Efficacy, Safety and Pharmacokinetics of Artemether-lumefantrine Dispersible Tablet in the Treatment of Malaria in Infants < 5 kg - Full Text View

Purpose

The purpose of the study is to obtain efficacy, safety and pharmacokinetic (PK) data following treatment with artemether-lumefantrine dispersible tablet in infants < 5 kg of body weight (BW) with uncomplicated falciparum malaria.

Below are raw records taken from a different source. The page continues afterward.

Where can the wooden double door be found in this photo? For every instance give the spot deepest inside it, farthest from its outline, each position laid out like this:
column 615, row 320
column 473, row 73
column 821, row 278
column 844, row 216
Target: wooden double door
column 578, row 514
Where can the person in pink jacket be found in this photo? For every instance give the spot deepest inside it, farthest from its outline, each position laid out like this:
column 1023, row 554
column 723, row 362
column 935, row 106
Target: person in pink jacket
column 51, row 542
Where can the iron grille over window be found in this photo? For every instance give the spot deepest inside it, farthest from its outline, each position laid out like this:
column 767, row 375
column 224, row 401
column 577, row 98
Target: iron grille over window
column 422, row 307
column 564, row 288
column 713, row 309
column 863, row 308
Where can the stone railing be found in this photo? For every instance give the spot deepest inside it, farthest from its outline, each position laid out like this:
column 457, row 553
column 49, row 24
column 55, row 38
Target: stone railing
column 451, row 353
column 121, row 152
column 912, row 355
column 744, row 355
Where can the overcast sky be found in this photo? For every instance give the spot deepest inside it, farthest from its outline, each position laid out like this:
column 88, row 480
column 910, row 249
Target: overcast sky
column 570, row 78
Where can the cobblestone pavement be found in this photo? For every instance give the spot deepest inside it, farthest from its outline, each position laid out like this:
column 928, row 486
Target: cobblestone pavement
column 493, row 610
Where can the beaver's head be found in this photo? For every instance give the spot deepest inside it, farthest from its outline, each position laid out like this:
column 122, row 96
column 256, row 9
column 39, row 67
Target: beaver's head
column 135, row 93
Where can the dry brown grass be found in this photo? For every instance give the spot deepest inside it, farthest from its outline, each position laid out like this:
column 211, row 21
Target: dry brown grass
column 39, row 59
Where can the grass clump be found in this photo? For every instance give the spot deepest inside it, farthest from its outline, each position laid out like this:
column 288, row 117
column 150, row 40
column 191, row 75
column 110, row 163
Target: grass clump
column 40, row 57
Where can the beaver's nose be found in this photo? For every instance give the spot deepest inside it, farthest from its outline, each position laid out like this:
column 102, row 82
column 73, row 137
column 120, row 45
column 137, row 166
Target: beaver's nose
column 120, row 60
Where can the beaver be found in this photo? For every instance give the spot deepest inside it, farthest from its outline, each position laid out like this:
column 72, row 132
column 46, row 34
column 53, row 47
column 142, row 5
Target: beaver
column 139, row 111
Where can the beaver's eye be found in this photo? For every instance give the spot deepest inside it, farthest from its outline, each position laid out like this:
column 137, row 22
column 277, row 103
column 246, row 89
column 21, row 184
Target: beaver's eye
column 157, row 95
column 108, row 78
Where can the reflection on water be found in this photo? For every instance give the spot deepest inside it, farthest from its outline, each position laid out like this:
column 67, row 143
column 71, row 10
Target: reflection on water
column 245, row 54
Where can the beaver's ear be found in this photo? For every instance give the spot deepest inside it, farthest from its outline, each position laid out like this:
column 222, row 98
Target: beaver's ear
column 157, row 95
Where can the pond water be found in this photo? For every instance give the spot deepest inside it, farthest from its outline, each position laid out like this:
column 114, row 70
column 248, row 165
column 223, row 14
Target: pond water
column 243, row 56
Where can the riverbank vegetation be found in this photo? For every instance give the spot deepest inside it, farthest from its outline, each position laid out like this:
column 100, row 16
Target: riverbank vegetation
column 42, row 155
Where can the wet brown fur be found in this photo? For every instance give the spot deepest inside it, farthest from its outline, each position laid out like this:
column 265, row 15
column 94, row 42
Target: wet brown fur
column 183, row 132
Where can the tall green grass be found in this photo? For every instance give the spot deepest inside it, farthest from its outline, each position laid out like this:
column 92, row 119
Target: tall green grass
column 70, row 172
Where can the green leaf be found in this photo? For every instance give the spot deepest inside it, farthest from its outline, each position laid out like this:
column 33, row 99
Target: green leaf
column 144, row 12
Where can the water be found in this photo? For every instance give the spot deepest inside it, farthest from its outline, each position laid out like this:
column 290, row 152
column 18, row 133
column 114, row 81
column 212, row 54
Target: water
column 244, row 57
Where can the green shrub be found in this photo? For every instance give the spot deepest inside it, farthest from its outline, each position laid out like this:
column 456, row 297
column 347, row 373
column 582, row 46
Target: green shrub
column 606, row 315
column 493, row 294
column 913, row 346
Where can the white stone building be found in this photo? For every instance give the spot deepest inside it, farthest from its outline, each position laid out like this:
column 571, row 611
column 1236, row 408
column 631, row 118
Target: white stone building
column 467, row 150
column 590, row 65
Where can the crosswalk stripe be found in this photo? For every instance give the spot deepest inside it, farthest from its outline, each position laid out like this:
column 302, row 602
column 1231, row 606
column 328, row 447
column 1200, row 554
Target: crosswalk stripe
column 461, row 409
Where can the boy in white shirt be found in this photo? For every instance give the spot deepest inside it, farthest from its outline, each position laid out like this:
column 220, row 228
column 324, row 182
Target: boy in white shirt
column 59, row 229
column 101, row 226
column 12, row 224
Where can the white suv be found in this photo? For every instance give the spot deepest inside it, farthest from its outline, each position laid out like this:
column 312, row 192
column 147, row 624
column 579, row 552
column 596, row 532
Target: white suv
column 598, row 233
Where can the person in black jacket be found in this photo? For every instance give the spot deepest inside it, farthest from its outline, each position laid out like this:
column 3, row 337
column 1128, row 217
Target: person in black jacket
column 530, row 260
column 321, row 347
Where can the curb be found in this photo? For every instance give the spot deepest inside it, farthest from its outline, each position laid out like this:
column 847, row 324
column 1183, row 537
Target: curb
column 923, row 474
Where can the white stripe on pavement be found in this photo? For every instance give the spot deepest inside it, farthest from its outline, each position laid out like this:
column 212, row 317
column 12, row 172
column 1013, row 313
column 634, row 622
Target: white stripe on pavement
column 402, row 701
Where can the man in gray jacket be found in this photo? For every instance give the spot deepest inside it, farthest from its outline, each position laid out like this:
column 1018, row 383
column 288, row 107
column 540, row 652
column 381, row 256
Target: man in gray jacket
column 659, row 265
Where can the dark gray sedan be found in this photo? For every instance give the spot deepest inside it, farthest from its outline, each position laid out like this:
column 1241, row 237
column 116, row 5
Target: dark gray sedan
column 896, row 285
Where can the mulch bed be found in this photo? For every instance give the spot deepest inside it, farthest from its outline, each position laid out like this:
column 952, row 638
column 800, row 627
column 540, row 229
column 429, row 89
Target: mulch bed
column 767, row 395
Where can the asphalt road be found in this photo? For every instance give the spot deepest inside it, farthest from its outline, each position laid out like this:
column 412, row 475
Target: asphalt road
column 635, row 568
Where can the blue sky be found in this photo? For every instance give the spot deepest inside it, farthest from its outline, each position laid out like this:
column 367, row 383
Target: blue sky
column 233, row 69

Condition	Intervention	Phase
Acute Uncomplicated Falciparum Malaria	Drug: COA566 Drug: Artemether-lumefantrine dispersible tablet	Phase 2 Phase 3

Study Type:	Interventional
Study Design:	Allocation: Non-Randomized Endpoint Classification: Safety/Efficacy Study Intervention Model: Single Group Assignment Masking: Open Label Primary Purpose: Treatment
Official Title:	An Open-label, Single-arm Study to Evaluate the Efficacy, Safety and PK of Artemether-lumefantrine Dispersible Tablet in the Treatment of Acute Uncomplicated Plasmodium Falciparum Malaria in Infants <5 kg Body Weight

Resource links provided by NLM:

MedlinePlus related topics: Malaria

Drug Information available for: Artemether Lumefantrine

U.S. FDA Resources

Further study details as provided by Novartis:

Primary Outcome Measures:

Polymerase Chain Reaction (PCR) corrected 28 day parasitological cure rate [ Time Frame: 28 days ] [ Designated as safety issue: No ]
Percent of patients with clearance of asexual parasites by day 7 after initiating study treatment without recrudescence at day 28, corrected for re-infection by Polymerase Chain Reaction (PCR) assay.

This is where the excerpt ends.